From the Q Poll:
Democratic incumbent Governor Ned Lamont leads Republican challenger Bob Stefanowski 51 – 43 percent in Connecticut’s gubernatorial race, according to a Quinnipiac (KWIN-uh-pea-ack) University poll of registered voters in Connecticut released today. This poll was conducted from May 19th – 23rd.
Democrats support Lamont 92 – 6 percent, while Republicans back Stefanowski 89 – 9 percent. Independents are divided with 47 percent supporting Lamont and 43 percent supporting Stefanowski. Women back Lamont 59 – 35 percent, while men back Stefanowski 52 – 42 percent.
“Governor Lamont, propelled by strong support from women and enjoying a positive job approval rating from Connecticut voters, leads in a rematch with Bob Stefanowski, but it’s certainly not a lock,” said Quinnipiac University Poll Director Doug Schwartz.

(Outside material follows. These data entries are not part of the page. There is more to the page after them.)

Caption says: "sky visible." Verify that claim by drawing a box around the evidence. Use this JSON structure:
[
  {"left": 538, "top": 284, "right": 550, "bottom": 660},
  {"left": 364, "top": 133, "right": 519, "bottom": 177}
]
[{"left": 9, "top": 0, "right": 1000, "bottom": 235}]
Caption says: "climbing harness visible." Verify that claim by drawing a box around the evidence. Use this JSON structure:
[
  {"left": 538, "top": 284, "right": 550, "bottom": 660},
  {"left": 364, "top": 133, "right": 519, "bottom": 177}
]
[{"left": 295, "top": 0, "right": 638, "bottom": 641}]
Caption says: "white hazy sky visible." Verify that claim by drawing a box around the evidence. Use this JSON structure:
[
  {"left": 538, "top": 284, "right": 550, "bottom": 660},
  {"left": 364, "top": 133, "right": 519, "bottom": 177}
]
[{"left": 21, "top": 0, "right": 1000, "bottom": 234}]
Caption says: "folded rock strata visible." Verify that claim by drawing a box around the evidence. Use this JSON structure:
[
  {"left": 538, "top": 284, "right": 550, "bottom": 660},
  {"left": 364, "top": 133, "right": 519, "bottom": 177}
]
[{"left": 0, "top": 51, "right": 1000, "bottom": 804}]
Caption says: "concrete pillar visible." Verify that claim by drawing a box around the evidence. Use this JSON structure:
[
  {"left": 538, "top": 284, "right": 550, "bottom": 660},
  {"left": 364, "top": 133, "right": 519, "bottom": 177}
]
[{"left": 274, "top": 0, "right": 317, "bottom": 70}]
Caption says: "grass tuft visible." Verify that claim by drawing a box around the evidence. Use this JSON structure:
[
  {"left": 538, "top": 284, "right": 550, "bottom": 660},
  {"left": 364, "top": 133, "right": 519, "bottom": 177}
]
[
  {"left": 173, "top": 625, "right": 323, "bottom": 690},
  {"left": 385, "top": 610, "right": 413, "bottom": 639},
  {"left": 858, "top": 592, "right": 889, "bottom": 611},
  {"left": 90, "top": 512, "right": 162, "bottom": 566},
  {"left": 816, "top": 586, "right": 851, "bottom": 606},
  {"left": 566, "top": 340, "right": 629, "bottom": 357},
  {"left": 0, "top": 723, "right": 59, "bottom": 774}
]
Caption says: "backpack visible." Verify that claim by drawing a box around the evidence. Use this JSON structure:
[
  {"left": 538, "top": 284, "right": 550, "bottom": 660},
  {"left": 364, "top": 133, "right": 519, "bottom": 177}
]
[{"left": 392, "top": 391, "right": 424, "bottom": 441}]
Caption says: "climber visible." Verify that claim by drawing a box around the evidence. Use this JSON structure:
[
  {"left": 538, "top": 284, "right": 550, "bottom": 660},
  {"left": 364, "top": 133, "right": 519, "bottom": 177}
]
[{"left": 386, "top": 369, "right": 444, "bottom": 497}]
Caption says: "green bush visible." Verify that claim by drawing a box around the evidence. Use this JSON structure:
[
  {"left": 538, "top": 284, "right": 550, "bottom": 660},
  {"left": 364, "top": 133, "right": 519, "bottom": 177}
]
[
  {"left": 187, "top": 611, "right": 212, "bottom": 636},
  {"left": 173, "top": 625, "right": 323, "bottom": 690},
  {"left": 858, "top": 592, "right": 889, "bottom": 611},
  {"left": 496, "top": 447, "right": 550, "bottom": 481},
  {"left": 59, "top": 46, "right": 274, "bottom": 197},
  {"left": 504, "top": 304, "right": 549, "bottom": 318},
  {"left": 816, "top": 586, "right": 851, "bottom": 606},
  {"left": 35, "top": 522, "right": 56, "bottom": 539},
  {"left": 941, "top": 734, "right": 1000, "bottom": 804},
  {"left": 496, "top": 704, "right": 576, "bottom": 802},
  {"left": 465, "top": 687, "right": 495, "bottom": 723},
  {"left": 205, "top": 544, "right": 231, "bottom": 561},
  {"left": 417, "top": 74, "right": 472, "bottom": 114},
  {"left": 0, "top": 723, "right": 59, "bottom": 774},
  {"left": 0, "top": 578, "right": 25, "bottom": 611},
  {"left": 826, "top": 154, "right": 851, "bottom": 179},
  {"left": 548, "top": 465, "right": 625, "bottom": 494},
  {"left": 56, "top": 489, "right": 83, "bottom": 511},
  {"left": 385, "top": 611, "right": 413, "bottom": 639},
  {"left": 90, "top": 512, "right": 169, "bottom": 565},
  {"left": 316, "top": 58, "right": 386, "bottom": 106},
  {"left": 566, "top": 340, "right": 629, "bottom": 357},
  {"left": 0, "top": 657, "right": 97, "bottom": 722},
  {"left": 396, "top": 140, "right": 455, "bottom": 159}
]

Fifty percent of voters have a favorable opinion of Ned Lamont, while 36 percent have an unfavorable opinion of him, and 11 percent haven’t heard enough about him.
Thirty-seven percent of voters have a favorable opinion of Bob Stefanowski, while 22 percent have an unfavorable opinion of him, and 38 percent haven’t heard enough about him.
MOST IMPORTANT ISSUE
The economy tops the list as the most important issue to voters in deciding who to vote for in the election for governor. Thirty-five percent of voters say the economy is the most important issue, followed by taxes (15 percent) and abortion (11 percent).
Among Republicans, the top issues are the economy (45 percent) and taxes (25 percent), with no other issue hitting double digits.
Among Democrats, the top issues are the economy (25 percent), abortion (16 percent), and taxes (10 percent).
Among independents, the top issues are the economy (37 percent) and taxes (16 percent).
Fifty-two percent of voters approve of the way Ned Lamont is handling his job as governor, while 38 percent disapprove. This compares to a 65 – 26 percent job approval rating in a Quinnipiac University poll in May 2020 during the height of the initial wave of the coronavirus pandemic.
Seventy-one percent of voters approve of the way Lamont is handling the response to the coronavirus, while 23 percent disapprove. In May 2020, Lamont received a 78 – 17 percent approval rating for his handling of the response to the coronavirus.
On Lamont’s handling of the state budget, voters are split with 43 percent approving and 44 percent disapproving.
Voters give Senator Chris Murphy a 45 – 37 percent job approval rating. This is his lowest score in a Quinnipiac poll since taking office in 2013.
Voters give Senator Richard Blumenthal a 45 – 43 percent job approval rating. This is his lowest score in a Quinnipiac poll since taking office in 2011.
Voters give President Joe Biden a negative 40 – 54 percent job approval rating.
Forty percent of voters say the state of Connecticut’s economy is either excellent (3 percent) or good (37 percent), while 57 percent say the state of Connecticut’s economy is either not so good (34 percent) or poor (23 percent). This is the most positive rating of Connecticut’s economy from voters in a Quinnipiac University poll since April 2005.
Only 13 percent of voters think Connecticut’s economy is getting better, while 45 percent of voters think it’s getting worse, and 40 percent think it’s staying about the same.
Fifty-eight percent of voters say they are worse off financially than they were a year ago, while 25 percent say they are better off, and 15 percent say they are the same.
“A somewhat gloomy financial self-assessment from voters comparing this year to last,” added Schwartz.
Voters support 66 – 26 percent a Connecticut law designed to protect out-of-state patients who seek abortion services in Connecticut from legal action taken by states that have outlawed abortion. This law also protects in-state abortion providers and others involved.
The vast majority of voters (68 percent) think abortion should be legal in all cases (37 percent) or most cases (31 percent), while 23 percent think abortion should be illegal in most cases (18 percent) or all cases (5 percent).
Voters support 67 – 25 percent amending the state constitution to guarantee that women in Connecticut have access to abortion services.
Voters support 70 – 24 percent requiring parental notification before anyone under 16 years old could get an abortion.
1,660 registered voters in Connecticut were surveyed from May 19th – 23rd with a margin of error of +/- 2.4 percentage points.
The Quinnipiac University Poll, directed by Doug Schwartz, Ph.D. since 1994, conducts independent, non-partisan national and state polls on politics and issues. Surveys adhere to industry best practices and are based on random samples of adults using random digit dialing with live interviewers calling landlines and cell phones.